Muscle in the abdominal wall

The internal abdominal oblique muscle, also internal oblique muscle or interior oblique or musculus obliquus abdominis internus, is an abdominal muscle in the abdominal wall that lies below the external abdominal oblique muscle and just above the transversus abdominis muscle.

==Structure==
Its fibers run perpendicular to the external oblique muscle, beginning in the thoracolumbar fascia of the lower back, the anterior 2/3 of the iliac crest (upper part of hip bone) and the lateral half of the inguinal ligament.
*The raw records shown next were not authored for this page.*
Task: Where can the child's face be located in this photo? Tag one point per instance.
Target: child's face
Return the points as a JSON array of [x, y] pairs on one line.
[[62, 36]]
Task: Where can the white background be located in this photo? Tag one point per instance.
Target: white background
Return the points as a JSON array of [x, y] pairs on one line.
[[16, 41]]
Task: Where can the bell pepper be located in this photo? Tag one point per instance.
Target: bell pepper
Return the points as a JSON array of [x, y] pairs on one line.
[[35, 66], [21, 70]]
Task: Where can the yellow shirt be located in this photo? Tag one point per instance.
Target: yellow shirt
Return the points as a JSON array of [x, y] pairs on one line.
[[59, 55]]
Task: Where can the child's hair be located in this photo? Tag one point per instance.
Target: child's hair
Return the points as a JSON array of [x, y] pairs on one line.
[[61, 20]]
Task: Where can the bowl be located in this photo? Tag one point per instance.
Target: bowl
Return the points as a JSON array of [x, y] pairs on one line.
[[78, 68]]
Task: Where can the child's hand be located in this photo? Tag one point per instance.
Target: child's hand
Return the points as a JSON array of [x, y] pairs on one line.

The muscle fibers run from these points superomedially (up and towards midline) to the muscle's insertions on the inferior borders of the 10th through 12th ribs and the linea alba.

In males, the cremaster muscle is also attached to the internal oblique.

===Nerve supply===
The internal oblique is supplied by the lower intercostal nerves, as well as the iliohypogastric nerve and the ilioinguinal nerve.

==Function==
The internal oblique performs two major functions. Firstly as an accessory muscle of respiration, it acts as an antagonist (opponent) to the diaphragm, helping to reduce the volume of the chest cavity during exhalation. When the diaphragm contracts, it pulls the lower wall of the chest cavity down, increasing the volume of the lungs which then fill with air. Conversely, when the internal obliques contract they compress the organs of the abdomen, pushing them up into the diaphragm which intrudes back into the chest cavity reducing the volume of the air-filled lungs, producing an exhalation.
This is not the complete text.